Monday, August 30, 2004

In Honor of Our Second Anniversary, Part 2

We never did set a date to get married. The following summer, I had taken an internship in northcentral Kansas at a newspaper. I came back just about every weekend to spend time with Ron. Oh, and my family, too. But by this time, I was having trouble being around my family too much. I just didn't feel like I fit in with them anymore. I'd had a taste of freedom from them, and I started getting sick in my stomach when I thought of moving back in with them at the end of the summer.

I still couldn't find work in or around Wichita, so I couldn't afford to move out on my own. But I couldn't stand the thought of moving back with my parents. So one warm evening at the end of July, Ron and I were talking on the phone about my situation. He said, "We still haven't set a date for our wedding. Why don't we just get married?" It made sense. We were ready. He had a great job and was making enough money to support both of us. "We'll do it over Labor Day weekend," we decided.

On July 31, Ron called me and said, "Okay, I've talked to Pastor Hoger and reserved the church. We're getting married on August 31."

"But that only gives us 31 days to plan the wedding!"

"That's Labor Day weekend," he said.

I called my best friends and asked them to be my bridesmaids. I called my grandma and asked her to make my dress. Ron's youngest sister, Josie, decided that she would make our wedding cake as a gift for our wedding, and bring the layers down in crates from Wisconsin.

The month flew by. Ron and I made our own invitations and all the arrangements, and I put all of the bouquets and corsages together in five hours while sitting on the floor of my parents' living room. My grandma had my dress sewn together in one week! All I had to do was visit her for a final fitting.
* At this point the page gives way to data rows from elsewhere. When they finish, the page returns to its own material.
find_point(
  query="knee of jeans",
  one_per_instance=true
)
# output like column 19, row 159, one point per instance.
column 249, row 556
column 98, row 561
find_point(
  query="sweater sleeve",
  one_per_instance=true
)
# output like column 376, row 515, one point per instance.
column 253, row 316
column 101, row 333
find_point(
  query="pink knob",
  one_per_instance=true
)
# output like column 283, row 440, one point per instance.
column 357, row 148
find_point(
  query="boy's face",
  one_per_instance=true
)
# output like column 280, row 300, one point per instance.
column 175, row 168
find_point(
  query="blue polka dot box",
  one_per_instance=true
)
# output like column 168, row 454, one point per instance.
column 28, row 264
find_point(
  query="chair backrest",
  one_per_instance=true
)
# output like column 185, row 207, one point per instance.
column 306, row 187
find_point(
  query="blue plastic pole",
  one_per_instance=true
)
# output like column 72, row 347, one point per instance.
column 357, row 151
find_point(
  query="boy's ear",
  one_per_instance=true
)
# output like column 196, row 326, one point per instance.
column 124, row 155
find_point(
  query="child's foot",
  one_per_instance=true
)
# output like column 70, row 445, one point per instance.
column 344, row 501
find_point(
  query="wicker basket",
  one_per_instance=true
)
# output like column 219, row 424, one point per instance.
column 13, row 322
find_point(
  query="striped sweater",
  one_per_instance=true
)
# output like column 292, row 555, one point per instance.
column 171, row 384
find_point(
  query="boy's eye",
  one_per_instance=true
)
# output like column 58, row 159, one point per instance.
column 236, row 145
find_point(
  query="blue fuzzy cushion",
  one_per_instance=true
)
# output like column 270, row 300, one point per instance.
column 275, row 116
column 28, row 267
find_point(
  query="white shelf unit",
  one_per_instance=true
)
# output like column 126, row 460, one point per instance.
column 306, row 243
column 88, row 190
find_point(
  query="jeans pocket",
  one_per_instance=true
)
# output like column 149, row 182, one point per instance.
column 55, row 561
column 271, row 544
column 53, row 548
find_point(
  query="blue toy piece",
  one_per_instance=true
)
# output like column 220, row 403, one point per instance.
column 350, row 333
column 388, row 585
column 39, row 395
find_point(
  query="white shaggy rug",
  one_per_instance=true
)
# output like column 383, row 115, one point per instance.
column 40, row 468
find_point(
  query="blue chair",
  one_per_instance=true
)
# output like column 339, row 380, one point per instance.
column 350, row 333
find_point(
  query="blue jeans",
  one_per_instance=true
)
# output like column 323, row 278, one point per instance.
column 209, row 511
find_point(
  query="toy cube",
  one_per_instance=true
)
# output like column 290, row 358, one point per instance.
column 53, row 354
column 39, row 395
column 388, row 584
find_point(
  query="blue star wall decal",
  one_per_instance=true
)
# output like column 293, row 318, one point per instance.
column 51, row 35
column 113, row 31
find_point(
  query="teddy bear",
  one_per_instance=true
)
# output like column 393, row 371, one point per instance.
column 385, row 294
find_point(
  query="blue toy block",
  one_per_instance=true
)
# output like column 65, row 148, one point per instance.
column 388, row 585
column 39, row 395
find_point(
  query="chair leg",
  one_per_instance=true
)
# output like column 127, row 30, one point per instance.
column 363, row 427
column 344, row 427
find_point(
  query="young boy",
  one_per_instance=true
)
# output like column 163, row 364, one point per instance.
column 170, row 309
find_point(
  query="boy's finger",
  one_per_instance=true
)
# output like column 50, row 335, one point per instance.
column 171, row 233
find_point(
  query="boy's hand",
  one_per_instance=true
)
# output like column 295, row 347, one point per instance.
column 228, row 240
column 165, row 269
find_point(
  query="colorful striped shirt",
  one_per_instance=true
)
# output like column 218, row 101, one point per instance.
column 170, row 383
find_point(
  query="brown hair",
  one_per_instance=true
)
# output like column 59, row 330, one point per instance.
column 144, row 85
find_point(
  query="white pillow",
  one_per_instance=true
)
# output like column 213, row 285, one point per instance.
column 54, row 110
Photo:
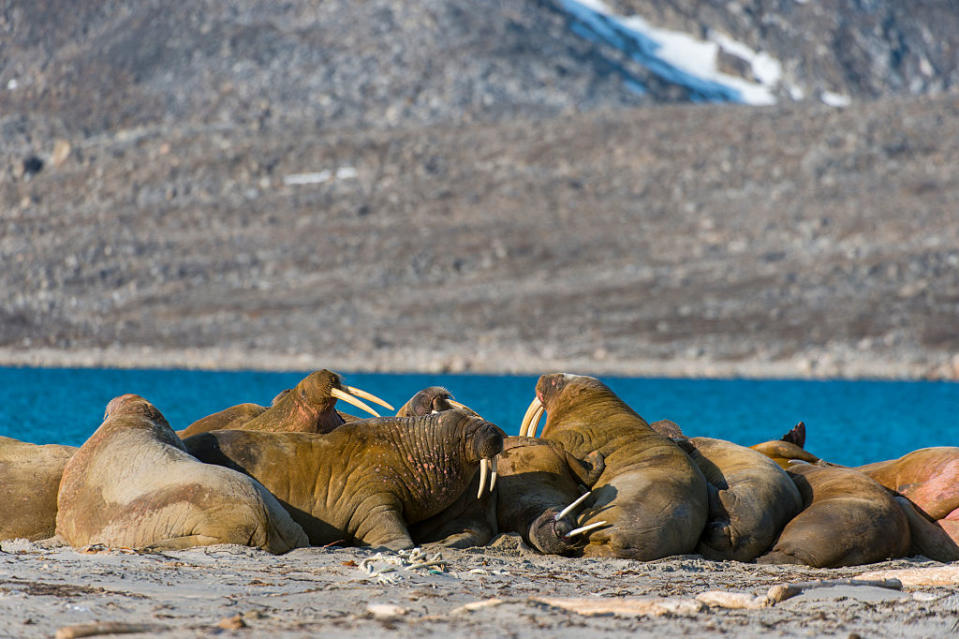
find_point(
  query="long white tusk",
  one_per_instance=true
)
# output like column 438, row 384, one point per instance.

Ron and I paid for everything. My mom was really upset that she didn't get to do much with me to plan the wedding, and that we didn't have much time to do a lot together. I wish we could have, but I knew that if I gave my parents the opportunity to do much, they would insist on doing things more their way than ours.

My sister, two girlfriends and my mom and I all went to the mall on the east side of town looking for the perfect bridesmaids dresses. We got the best deal we could have ever gotten. Von Maur had just opened. It's a very classy department store where almost everything is overpriced. But downstairs, we found one dress that was just the perfect color and style for my wedding. But there was only one. My sister and two bridesmaids tried it on, and it looked great! The sales lady called a couple of stores in other states, found the same dress at each, and had the dresses sent to my bridesmaids' doors for nothing. The best part: the dresses were originally about $160, but were on sale for $38 apiece! It was meant to be!

The wedding was beautiful. My dress was gorgeous; Grandma did a wonderful job. We even had everyone lined up on the steps outside the church after the wedding, and they blew bubbles at us as Ron and I stepped down to the truck. Everyone was so very happy for us, and we were so very extremely happy.

And even though Ron was laid off from his wonderful-paying job six months after we got married, we've managed to remain happy together, in spite of financial difficulty.

Two years have gone by since we got married. Some have asked when we're going to start a family. We just tell them that this is not the right time to start a family; we need to be able to take care of us first, get a place to live where we would actually have room for more than just one of us, be able to buy clothes once in a while, etc. (The apartment we live in is meant for just one person, not two.)

We have the rest of our lives together, and when it's the right time, God will allow us to conceive and give life to a new generation of Olsons. Until then, we're giving thanks to God for giving us the years he has and for all the years he will give us together in the future.


TKls2myhrt said...

I loved reading your story about getting married. I could really relate to the comment that if your mother had had the opportunity, she would have overtaken your plans. That sure happened to me, but I was too overwhelmed by all the plans to object much. It still turned out fine, but I am much more of the do-it-yourself, creative type. I would have liked to have done things exactly like you did. However, in the long run, it doesn't really matter how the wedding was. Ten or twenty years into marriage, you don't often think about your wedding day. Love and commitment play a much bigger part. Thanks for telling the story!

Olivia A. Johns said...

Hi! I came across your blog when I googled "LCMS Pre-Marriage Counseling"... and I wanted to say thanks. First, for being a writer: I'm one as well, and know how good it feels to know what you've shared has made a difference. My boyfriend and I are not "officially" engaged for financial reasons (even though I'd be PERFECTLY happy with a 25 cent plastic ring from the local Pizza Hut), but we are meeting with my Pastor tonight to talk about pre-marriage schtuff. :) Anyway, I'll stop going on about me and finish saying what I intended to five minutes ago! Thank you for sharing such an important part of your relationship. It's helped me re-focus my prayer today, and maybe even push off an anxiety attack! :) Thanks, again, and God bless!